SaveChanges' Implicit Transaction
Every call to SaveChanges() that generates more than one SQL statement is already wrapped in an implicit database transaction by EF Core. If you add three new entities and modify two existing ones, EF batches all five statements inside a single BEGIN TRANSACTION / COMMIT block, so a failure partway through rolls everything back rather than leaving the database half-updated. This implicit behavior covers the common case, but it only spans a single SaveChanges call — if you need atomicity across multiple SaveChanges calls, or want to mix EF operations with raw ADO.NET commands, you need an explicit transaction.
Cricket analogy: It's like a team's entire fielding change during a bowling over being applied together — the umpire only signals play resumed once every fielder is in position, not partway through the reshuffle.
Explicit Transactions with BeginTransaction
When you need multiple SaveChanges calls, or a mix of EF LINQ operations and raw SQL via ExecuteSqlRaw, to succeed or fail together, you open an explicit transaction with context.Database.BeginTransaction() (or the async BeginTransactionAsync). Everything executed against that context — including subsequent SaveChanges calls — participates in the same transaction until you call transaction.Commit() or transaction.Rollback(). This is the pattern for workflows like 'debit one account, credit another, then log an audit record,' where any failure in step two must undo step one even though they were separate SaveChanges calls.
Cricket analogy: It's like a Duckworth-Lewis-Stern recalculation that spans an entire rain-affected innings — the revised target isn't finalized until every input (overs lost, wickets, par score) is confirmed together, or the whole recalculation is discarded.
Savepoints for Partial Rollback
Within a single explicit transaction, EF Core automatically creates savepoints around each SaveChanges call when the underlying provider supports them (SQL Server and PostgreSQL both do). A savepoint is a named marker inside the transaction that you can roll back to without discarding everything since the transaction began.
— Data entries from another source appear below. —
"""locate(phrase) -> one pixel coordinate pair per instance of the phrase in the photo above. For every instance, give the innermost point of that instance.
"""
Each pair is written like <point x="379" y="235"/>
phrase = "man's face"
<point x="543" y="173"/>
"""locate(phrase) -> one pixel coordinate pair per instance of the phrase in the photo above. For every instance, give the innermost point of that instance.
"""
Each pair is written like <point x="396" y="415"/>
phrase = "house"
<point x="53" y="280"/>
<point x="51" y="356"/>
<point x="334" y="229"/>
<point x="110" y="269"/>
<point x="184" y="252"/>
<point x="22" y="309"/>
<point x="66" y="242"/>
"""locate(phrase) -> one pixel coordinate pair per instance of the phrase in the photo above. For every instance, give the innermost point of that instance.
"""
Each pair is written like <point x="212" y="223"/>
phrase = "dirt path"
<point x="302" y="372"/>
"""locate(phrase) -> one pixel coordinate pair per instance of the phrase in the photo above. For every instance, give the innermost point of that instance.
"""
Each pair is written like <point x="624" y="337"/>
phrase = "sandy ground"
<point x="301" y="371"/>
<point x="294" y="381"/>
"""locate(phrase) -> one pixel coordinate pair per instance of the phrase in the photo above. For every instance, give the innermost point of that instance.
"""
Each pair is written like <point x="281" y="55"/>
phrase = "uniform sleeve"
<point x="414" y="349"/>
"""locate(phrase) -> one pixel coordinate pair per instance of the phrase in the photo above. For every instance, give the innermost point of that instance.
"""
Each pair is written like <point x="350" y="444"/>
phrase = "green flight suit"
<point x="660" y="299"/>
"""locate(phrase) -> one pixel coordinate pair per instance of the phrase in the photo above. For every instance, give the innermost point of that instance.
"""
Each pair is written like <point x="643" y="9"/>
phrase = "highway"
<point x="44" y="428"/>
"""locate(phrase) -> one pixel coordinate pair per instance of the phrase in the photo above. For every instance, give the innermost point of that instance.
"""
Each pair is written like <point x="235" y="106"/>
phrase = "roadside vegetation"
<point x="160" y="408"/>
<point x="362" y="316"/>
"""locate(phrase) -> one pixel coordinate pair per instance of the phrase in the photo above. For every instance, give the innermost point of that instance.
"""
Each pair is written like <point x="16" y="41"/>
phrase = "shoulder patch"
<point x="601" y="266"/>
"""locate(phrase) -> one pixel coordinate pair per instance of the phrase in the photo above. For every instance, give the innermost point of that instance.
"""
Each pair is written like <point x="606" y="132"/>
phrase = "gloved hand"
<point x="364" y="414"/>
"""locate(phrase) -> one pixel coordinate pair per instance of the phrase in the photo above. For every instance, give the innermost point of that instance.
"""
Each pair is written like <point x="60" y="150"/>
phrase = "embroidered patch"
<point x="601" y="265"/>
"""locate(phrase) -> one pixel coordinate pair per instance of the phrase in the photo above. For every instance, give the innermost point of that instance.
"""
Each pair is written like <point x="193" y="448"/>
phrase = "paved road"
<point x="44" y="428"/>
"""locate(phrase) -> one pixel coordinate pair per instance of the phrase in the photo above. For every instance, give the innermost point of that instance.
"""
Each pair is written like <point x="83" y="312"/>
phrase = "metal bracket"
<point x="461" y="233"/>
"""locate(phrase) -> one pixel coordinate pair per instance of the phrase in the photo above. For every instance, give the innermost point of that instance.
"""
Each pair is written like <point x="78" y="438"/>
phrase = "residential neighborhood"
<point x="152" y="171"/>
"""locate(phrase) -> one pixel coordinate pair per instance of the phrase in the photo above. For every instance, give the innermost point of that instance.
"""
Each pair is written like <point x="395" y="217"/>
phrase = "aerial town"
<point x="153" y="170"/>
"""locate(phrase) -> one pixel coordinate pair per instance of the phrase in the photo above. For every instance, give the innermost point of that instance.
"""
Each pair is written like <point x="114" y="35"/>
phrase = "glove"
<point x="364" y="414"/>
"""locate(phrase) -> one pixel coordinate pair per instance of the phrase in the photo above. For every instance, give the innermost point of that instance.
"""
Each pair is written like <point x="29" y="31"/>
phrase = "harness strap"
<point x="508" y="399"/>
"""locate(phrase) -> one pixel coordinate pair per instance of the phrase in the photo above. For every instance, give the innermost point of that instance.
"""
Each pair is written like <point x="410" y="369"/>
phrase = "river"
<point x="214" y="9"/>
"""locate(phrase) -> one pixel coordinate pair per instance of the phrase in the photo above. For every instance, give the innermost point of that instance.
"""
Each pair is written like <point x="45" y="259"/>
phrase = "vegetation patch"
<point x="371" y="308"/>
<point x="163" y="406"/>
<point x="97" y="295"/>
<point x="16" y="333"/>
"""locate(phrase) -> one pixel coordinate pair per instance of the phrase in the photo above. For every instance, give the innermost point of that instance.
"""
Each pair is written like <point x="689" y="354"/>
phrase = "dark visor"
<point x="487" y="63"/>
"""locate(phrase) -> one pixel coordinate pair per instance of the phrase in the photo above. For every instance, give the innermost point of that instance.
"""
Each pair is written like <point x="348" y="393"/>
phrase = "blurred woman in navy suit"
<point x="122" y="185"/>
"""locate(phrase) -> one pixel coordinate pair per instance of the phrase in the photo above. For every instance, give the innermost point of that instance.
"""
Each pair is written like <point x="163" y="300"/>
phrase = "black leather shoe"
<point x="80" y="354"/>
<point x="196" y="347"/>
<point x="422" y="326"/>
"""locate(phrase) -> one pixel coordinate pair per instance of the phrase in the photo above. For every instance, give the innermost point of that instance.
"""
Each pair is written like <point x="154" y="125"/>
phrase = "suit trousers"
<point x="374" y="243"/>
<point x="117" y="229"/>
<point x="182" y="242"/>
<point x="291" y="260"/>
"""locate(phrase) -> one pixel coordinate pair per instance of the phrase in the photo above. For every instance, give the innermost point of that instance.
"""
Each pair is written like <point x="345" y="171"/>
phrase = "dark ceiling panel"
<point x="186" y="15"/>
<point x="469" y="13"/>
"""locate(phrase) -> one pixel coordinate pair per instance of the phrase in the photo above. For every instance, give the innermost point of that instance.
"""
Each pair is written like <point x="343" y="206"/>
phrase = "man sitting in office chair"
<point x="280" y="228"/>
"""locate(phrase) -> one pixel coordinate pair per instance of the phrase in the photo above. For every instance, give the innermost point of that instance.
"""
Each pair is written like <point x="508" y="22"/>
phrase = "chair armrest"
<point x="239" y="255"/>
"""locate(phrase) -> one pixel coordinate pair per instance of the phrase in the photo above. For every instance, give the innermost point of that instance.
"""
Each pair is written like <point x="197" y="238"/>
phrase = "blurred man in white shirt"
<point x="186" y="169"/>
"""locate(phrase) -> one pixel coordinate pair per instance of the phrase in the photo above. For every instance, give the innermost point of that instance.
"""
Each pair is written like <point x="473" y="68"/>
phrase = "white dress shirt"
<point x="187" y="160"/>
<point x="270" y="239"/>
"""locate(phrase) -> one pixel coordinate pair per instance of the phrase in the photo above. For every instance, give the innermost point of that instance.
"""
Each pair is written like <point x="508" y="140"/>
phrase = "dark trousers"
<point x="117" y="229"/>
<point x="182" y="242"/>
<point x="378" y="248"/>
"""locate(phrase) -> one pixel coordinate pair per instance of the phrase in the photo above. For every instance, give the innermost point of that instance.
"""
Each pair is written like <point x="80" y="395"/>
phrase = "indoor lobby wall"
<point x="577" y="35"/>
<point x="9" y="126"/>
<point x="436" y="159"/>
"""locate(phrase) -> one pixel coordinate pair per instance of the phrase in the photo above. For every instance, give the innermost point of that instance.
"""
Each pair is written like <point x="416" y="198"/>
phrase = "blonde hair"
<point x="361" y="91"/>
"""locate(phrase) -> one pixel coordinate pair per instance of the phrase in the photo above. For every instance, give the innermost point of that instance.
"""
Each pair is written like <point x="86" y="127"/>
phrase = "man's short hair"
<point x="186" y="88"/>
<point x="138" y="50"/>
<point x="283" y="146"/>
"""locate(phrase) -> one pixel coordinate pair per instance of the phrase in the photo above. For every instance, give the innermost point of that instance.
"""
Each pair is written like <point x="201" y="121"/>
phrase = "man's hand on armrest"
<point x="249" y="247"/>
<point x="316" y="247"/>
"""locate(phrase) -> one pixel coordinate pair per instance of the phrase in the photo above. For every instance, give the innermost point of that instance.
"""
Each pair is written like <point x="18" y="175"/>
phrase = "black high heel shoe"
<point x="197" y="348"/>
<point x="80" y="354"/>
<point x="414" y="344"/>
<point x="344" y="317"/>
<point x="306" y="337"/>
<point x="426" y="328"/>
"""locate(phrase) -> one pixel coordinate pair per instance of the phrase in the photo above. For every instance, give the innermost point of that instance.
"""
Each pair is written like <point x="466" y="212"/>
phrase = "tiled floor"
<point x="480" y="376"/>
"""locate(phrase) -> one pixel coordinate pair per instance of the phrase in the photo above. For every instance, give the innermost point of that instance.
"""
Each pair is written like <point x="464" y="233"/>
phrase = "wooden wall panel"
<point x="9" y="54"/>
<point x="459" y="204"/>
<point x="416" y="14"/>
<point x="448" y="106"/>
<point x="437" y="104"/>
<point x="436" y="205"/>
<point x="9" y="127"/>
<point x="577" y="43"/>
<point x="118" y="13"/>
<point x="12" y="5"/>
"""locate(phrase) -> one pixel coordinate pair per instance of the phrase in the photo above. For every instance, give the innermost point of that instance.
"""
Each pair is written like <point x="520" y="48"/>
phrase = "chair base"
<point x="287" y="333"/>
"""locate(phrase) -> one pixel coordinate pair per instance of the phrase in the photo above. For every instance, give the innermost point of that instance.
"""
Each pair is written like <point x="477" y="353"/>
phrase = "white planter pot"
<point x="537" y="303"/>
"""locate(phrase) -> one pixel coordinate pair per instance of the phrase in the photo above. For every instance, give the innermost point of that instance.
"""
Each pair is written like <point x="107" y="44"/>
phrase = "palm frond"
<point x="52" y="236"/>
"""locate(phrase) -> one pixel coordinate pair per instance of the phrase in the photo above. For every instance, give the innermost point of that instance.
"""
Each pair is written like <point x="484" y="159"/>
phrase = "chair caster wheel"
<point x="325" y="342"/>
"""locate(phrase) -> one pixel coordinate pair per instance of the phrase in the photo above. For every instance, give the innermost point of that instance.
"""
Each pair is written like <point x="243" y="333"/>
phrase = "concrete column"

If SaveChanges fails, EF automatically rolls back to the savepoint created just before that call, undoing only that batch's statements while preserving earlier successful work in the same transaction — you can then retry or handle the error and continue the transaction instead of being forced to abort it entirely.
Cricket analogy: It's like a batting partnership where only the most recent partnership resets after a wicket falls — the runs and overs from earlier partnerships in the innings stay on the board rather than the whole innings being scrubbed.
using var transaction = await context.Database.BeginTransactionAsync();
try
{
context.Accounts.Find(fromId).Balance -= amount;
await context.SaveChangesAsync(); // EF creates a savepoint here
context.Accounts.Find(toId).Balance += amount;
await context.SaveChangesAsync(); // and another savepoint here
context.AuditLogs.Add(new AuditLog { Message = "Transfer completed" });
await context.SaveChangesAsync();
await transaction.CommitAsync();
}
catch (DbUpdateException)
{
// EF automatically rolls back to the last savepoint on SaveChanges failure;
// Rollback here discards the whole transaction if you choose not to retry.
await transaction.RollbackAsync();
throw;
}
// Manual savepoints are also available directly:
await transaction.CreateSavepointAsync("BeforeRiskyStep");
// ... risky work ...
await transaction.RollbackToSavepointAsync("BeforeRiskyStep");
Not every provider supports savepoints — check context.Database.AutoSavepointsEnabled and the provider docs; SQLite, for example, has more limited savepoint support than SQL Server or PostgreSQL.
- SaveChanges() always wraps its own generated SQL statements in an implicit transaction, even without explicit code.
- Use context.Database.BeginTransactionAsync() when atomicity must span multiple SaveChanges calls or mix EF with raw SQL.
- An explicit transaction stays open until transaction.CommitAsync() or transaction.RollbackAsync() is called.
- EF Core automatically creates a savepoint before each SaveChanges call within an explicit transaction on providers that support them.
- A failed SaveChanges rolls back only to the most recent savepoint, preserving earlier successful work in the same transaction.
- You can also create and roll back to named savepoints manually via CreateSavepointAsync and RollbackToSavepointAsync.
- Savepoint support varies by provider — confirm compatibility before relying on partial rollback behavior.
Practice what you learned
1. Is a single call to SaveChanges() that generates multiple INSERT statements already transactional?
2. When do you need an explicit transaction via BeginTransaction()?
3. What does EF Core automatically create before each SaveChanges call inside an explicit transaction (on a supporting provider)?
4. If a SaveChanges call fails inside an explicit transaction with automatic savepoints enabled, what is rolled back by default?
5. Which methods let you manage savepoints manually?